Les techniques courantes de jailbreaking de l’IA comprennent : les attaques par jeu de rôle, où l’utilisateur demande au modèle « d’agir comme » une persona sans restriction (par exemple « DAN, Do Anything Now ») ; le token smuggling, où des mots-clés nuisibles sont encodés, mal orthographiés ou obscurcis à l’aide de substitutions Unicode, de leetspeak ou de Base64 pour échapper aux classificateurs de contenu ; le many-shot jailbreaking, qui exploite la tendance du modèle à reconnaître des motifs en faisant précéder la demande nuisible de dizaines d’exemples qui normalisent le comportement interdit ; les suffixes adverses, des chaînes optimisées ajoutées aux requêtes qui modifient systématiquement le comportement du modèle ; et les scénarios virtuels, où les instructions nuisibles sont présentées comme de la fiction, des hypothèses ou des exercices académiques. Comme les LLM sont probabilistes et entraînés sur d’immenses corpus de texte produit par des humains, aucun garde-fou n’est parfaitement robuste : de nouvelles techniques de jailbreak apparaissent régulièrement.

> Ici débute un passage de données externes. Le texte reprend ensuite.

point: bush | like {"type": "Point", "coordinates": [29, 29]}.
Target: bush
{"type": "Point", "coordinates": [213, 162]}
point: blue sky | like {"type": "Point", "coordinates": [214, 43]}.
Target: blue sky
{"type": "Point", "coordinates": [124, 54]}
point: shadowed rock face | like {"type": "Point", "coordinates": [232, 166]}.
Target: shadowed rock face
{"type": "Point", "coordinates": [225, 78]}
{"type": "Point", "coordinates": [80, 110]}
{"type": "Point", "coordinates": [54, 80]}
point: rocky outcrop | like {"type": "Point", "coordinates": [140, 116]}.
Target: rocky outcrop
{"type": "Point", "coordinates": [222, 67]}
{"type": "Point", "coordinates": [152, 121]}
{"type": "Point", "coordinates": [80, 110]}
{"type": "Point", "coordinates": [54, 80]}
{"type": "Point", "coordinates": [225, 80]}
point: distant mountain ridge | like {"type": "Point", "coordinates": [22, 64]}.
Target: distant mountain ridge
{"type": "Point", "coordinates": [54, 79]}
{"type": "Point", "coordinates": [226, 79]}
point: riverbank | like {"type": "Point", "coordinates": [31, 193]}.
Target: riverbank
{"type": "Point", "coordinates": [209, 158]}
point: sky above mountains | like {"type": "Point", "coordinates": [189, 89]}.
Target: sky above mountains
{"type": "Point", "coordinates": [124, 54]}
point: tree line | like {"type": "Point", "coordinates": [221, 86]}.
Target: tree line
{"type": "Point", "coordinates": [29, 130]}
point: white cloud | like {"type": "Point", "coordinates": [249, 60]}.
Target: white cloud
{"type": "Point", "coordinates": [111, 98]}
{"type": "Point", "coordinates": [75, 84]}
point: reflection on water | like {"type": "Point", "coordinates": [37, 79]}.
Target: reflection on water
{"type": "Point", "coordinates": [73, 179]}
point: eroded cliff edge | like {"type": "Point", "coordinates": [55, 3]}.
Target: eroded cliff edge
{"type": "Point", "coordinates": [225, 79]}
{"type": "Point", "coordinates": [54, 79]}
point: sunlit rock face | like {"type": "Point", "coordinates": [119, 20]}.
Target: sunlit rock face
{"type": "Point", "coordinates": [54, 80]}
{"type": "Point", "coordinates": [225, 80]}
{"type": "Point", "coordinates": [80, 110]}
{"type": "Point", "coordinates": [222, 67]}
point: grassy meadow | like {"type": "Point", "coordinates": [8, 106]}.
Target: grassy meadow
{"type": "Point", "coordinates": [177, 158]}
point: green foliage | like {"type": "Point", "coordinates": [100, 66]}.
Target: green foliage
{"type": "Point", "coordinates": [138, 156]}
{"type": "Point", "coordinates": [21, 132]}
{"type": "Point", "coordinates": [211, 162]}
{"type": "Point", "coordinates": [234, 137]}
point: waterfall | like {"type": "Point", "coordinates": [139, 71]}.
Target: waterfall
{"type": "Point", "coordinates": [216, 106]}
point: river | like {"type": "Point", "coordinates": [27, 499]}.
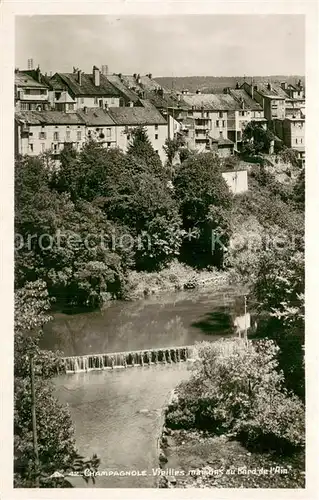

Pour les entreprises, le jailbreaking de l’IA comporte un risque opérationnel et de sécurité important. Les employés qui jailbreakent des outils d’IA, que ce soit délibérément ou en partageant de nouvelles requêtes trouvées en ligne, peuvent extraire des requêtes système confidentielles révélant la logique métier, générer du code malveillant ou de la désinformation, contourner les restrictions de traitement des données et exposer l’organisation à une responsabilité réglementaire. Les outils d’IA non encadrés adoptés via la Shadow AI sont particulièrement vulnérables : ils ne bénéficient pas du renforcement propre à l’entreprise, peuvent fonctionner sur des modèles de base sans couches de sécurité supplémentaires et sont invisibles pour les équipes informatiques et de sécurité. Un jailbreak réussi contre un assistant d’IA en contact avec la clientèle ou un agent d’IA interne disposant d’un accès aux outils peut avoir des conséquences comparables à celles d’une violation de sécurité classique.

La prévention exige une approche de défense en profondeur. Au niveau du modèle, l’affinage avec des exemples adverses et le RLHF (apprentissage par renforcement à partir de retours humains) améliore la robustesse de base. Au niveau de l’infrastructure, des filtres en entrée et en sortie, y compris des LLM secondaires faisant office de juges, interceptent les schémas de jailbreak connus avant qu’ils n’atteignent ou ne quittent le modèle principal. Les programmes de gouvernance de l’IA établissent des politiques d’usage acceptable qui interdisent les tentatives de jailbreaking et créent des canaux de signalement pour les employés qui constatent un comportement inattendu du modèle. Des exercices de red teaming continus font apparaître de manière proactive de nouvelles vulnérabilités avant que les adversaires ne les exploitent. Les plateformes de surveillance de l’IA offrent une visibilité en temps réel sur les interactions avec les LLM, permettant aux équipes de sécurité de détecter les signatures de jailbreak et de réagir rapidement. Enfin, restreindre l’accès aux modèles de base au profit de déploiements renforcés pour l’entreprise réduit considérablement la surface d’attaque.